The second approach: Processing

Processing is a great Java-based programming environment that was developed for precisely this kind of multi-media project. There also exists an excellent Kinect library for Processing made by Daniel Shiffman, an assistant professor at NYU Tisch. Using that, it was rather simple to get the Kinect depth image, process it a bit, and then get some useful parameters to send over to Max. Here’s a brief overview of how you can use Processing to get useful information from a Kinect to later pass to Max: Get the depth image, which looks something like this when drawn:


Then, threshold it for a particular depth value. Basically, this defines a plane in the space in front of the camera that will be your “canvas”. You can set these parameters manually, or you can make this adjustable, either by having thresholds adjust on their own until you have the desired number of objects / pixels on the screen, or alternatively use the mouse or keyboard to adjust this when the application runs.

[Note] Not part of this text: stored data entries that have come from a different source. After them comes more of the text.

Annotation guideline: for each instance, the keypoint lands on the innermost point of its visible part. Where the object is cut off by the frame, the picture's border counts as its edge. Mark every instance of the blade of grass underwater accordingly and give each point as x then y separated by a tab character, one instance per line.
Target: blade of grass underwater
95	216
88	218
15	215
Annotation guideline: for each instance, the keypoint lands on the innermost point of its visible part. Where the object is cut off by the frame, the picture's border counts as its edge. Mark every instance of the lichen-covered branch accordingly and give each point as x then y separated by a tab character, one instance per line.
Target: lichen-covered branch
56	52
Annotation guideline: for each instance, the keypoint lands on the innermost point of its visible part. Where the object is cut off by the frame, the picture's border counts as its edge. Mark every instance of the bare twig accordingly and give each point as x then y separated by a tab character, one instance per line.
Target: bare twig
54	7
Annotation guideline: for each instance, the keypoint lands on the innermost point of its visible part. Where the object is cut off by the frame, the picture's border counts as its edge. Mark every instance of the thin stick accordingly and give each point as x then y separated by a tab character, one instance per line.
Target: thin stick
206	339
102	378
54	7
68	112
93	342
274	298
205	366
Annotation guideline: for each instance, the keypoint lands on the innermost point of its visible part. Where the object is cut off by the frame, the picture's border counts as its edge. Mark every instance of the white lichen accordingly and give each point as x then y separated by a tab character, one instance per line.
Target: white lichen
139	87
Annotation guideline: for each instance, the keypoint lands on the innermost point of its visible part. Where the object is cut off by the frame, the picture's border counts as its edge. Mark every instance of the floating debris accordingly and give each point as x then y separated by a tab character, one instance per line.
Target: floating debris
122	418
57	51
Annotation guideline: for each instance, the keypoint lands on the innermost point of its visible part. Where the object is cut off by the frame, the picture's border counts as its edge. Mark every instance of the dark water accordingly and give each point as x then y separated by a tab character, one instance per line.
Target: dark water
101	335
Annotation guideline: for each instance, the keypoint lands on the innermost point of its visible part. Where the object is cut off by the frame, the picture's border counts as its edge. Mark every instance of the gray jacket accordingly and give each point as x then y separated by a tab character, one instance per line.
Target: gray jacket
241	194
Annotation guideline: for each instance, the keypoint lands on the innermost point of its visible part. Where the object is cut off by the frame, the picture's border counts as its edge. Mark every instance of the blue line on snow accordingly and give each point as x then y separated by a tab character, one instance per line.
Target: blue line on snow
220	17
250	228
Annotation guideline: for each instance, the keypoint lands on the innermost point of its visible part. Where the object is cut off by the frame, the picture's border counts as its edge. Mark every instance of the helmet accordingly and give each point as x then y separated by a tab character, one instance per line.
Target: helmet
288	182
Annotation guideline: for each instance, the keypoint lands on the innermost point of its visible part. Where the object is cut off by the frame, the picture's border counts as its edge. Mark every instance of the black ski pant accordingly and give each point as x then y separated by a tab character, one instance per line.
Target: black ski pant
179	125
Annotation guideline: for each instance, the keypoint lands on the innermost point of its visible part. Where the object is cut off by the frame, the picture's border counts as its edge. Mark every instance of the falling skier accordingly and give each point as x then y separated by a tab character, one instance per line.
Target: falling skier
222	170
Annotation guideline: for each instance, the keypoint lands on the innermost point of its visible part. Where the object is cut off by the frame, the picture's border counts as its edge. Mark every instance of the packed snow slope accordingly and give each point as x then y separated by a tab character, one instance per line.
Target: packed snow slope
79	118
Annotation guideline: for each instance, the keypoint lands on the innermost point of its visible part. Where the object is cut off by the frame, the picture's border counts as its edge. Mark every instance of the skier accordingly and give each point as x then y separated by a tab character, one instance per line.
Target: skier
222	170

Blur the image (using a fast blur, like Quasimoto’s Superfast blur ). Then, when the image is blurred, perform blob detection. It’s easiest to do this using v3ga’s blobDetection library for Processing. Now, we have objects that we can work with:


From this simple example, there are literally dozens of parameters that we can use to affect sound generation in Max. For example, we can use the x,y coordinates of the detected objects, the distance between them, and angle between multiple objects, the distance from the camera to the object, etc, etc.

Sending OSC data to Max through Maxlink and unpacking it

Now that we’ve generated some interesting numerical values from the Kinect within Processing, it’s time to send it to Max. The easiest way we found to do this is using jklabs’ MaxLink libraries, which send UDP messages between the programs on the local subnet. Basically, UDP is a faster way to send messages because the protocol doesn’t actually confirm whether they were recieved (versus the TCP protocol that is used across the internet to ensure reliable delivery, at the cost of increased overhead). But since we are running processing and Max on the same computer, UDP is completely fine since packets won’t get lost.

From processing, the Maxlink is created like this:

// The link to Max
  MaxLink link = new MaxLink(this, "kinect");

// The link to Max
  MaxLink link = new MaxLink(this, "kinect");

And messages can be sent out like this once we’ve done our calculations in Processing — Notice how we are separating the different values we want to pass using spaces.

link.output(x1 + " " + y1 + " " + x2 + " " + y2);

Then in Max, the messages can be unpacked in the same order that they were constructed:


As you can see, the order in which the messages are sent in processing is the order in which they come out in Max. We found it useful to have the values sent default to -1 if there wasn’t useful information (for example if there was only one object in the scene) so that this could be caught in Max. Then, these numbers can be used to control delay, pitch, etc. We played around with using a simple sampler and altering the parameters there.

The result: interactive sound!

Body music: Connecting Kinect to Max with processing from Filip Zembowicz on Vimeo.

This is the first thing we made with this technique - have fun with this!